Law

Defenses Against Claims Of Sex Crime 

When you get accused of a sex crime, your reputation, freedom, and career are at stake. Certainly, it can be a life-destroying event. If you get convicted, your name will forever be on the list of sex offenders. Anyone who does a background check on you can find out this information. 

Not only will your professional life end, but you may also lose your friends and family. Therefore, it is crucial to hire a Houston sex crime lawyer to understand what you can do. There are a number of defenses your attorney may use to protect you.

Defenses against claims of sex crime 

  • Insufficient evidence. 

When someone accuses you of a sex crime in Houston, they must present evidence that proves their claims beyond a reasonable doubt. Therefore, the defense of insufficient evidence can be raised when the accuser falls short of evidence and does not prove beyond a reasonable doubt. 

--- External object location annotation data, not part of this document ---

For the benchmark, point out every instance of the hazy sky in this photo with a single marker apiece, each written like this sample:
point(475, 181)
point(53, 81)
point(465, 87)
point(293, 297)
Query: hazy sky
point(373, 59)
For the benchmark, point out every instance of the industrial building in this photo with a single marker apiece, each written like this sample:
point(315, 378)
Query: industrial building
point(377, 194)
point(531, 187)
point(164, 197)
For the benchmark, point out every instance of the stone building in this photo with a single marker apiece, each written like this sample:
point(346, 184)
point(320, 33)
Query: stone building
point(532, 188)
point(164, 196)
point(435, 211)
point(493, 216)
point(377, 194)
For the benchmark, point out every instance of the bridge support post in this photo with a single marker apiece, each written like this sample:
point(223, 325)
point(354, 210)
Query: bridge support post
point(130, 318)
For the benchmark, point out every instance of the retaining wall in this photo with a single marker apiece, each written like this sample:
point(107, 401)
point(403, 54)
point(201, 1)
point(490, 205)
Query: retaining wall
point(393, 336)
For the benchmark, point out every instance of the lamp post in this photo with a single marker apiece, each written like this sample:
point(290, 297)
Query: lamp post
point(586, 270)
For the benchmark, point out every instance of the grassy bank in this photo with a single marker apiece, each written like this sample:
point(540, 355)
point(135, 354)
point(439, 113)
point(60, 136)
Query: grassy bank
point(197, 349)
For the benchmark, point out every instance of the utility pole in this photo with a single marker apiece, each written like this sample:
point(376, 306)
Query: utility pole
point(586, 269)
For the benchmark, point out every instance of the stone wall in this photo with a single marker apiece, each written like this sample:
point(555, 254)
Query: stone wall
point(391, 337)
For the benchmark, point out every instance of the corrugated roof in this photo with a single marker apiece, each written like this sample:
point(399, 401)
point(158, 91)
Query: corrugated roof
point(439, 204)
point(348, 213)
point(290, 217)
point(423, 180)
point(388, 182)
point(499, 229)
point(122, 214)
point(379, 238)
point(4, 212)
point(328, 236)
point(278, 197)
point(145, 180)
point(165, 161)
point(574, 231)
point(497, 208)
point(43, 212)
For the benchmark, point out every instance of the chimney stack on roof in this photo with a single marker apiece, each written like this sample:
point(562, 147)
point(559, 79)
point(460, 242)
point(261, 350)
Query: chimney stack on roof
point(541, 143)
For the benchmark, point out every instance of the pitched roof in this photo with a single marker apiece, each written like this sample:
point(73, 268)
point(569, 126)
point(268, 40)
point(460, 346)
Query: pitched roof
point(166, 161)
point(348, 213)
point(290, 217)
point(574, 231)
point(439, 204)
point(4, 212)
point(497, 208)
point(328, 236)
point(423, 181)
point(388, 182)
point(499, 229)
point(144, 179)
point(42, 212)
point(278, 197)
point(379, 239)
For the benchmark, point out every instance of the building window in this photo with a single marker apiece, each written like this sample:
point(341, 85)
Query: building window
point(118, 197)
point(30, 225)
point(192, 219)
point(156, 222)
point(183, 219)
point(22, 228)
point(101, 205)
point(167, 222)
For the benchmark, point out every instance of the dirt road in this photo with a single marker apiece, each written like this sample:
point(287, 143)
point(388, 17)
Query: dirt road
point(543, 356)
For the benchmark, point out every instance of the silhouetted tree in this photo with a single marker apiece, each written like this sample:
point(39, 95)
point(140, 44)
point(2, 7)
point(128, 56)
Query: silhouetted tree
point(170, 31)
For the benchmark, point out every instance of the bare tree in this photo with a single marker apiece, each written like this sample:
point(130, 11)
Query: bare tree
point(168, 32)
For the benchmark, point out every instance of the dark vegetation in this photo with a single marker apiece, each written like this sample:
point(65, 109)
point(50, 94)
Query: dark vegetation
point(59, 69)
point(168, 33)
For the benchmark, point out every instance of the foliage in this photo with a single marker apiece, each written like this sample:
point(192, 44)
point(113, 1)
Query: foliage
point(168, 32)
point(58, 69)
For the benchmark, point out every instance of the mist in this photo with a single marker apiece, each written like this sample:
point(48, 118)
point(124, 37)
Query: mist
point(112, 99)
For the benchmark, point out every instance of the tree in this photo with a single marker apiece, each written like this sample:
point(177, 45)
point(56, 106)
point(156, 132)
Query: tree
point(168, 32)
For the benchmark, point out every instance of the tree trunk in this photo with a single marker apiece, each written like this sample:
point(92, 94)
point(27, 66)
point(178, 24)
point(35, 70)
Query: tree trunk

The judge does not declare a conviction solely based on the accuser’s statements. They must also prove their claims. You may be able to use this defense if there is no physical evidence of the crime. Additionally, an attorney can conduct an investigation and raise weaknesses in the plaintiff’s case. 

  • Innocence. 

Perhaps one of the most common claims in a sex crime case is innocence. If you are not guilty of the crime, your attorney may first use this defense. However, raising this defense is not enough if you do not have evidence, such as an alibi. You may have to prove that you were present at a different location with different people during the alleged incident. 

For example, suppose the accuser has stated that the crime took place on the 25th of May at 9 pm. If you can prove that you were with your group of friends at a birthday party during that time on that specific date, you have an alibi. 

  • Consent. 

This is one of the hardest defenses to prove, but not impossible. If the incident did occur, but the plaintiff has given consent, they have no case. A sex crime can only happen when the plaintiff does not give consent. However, remember that consent is impossible to prove in certain cases. 

If the victim is a minor, incapacitated, or mentally challenged, they are not capable of giving consent. Even if they do, you should not have engaged in sexual activity with them as it is illegal. Therefore, sexual contact with a child or a mentally ill person is never legal, even with consent.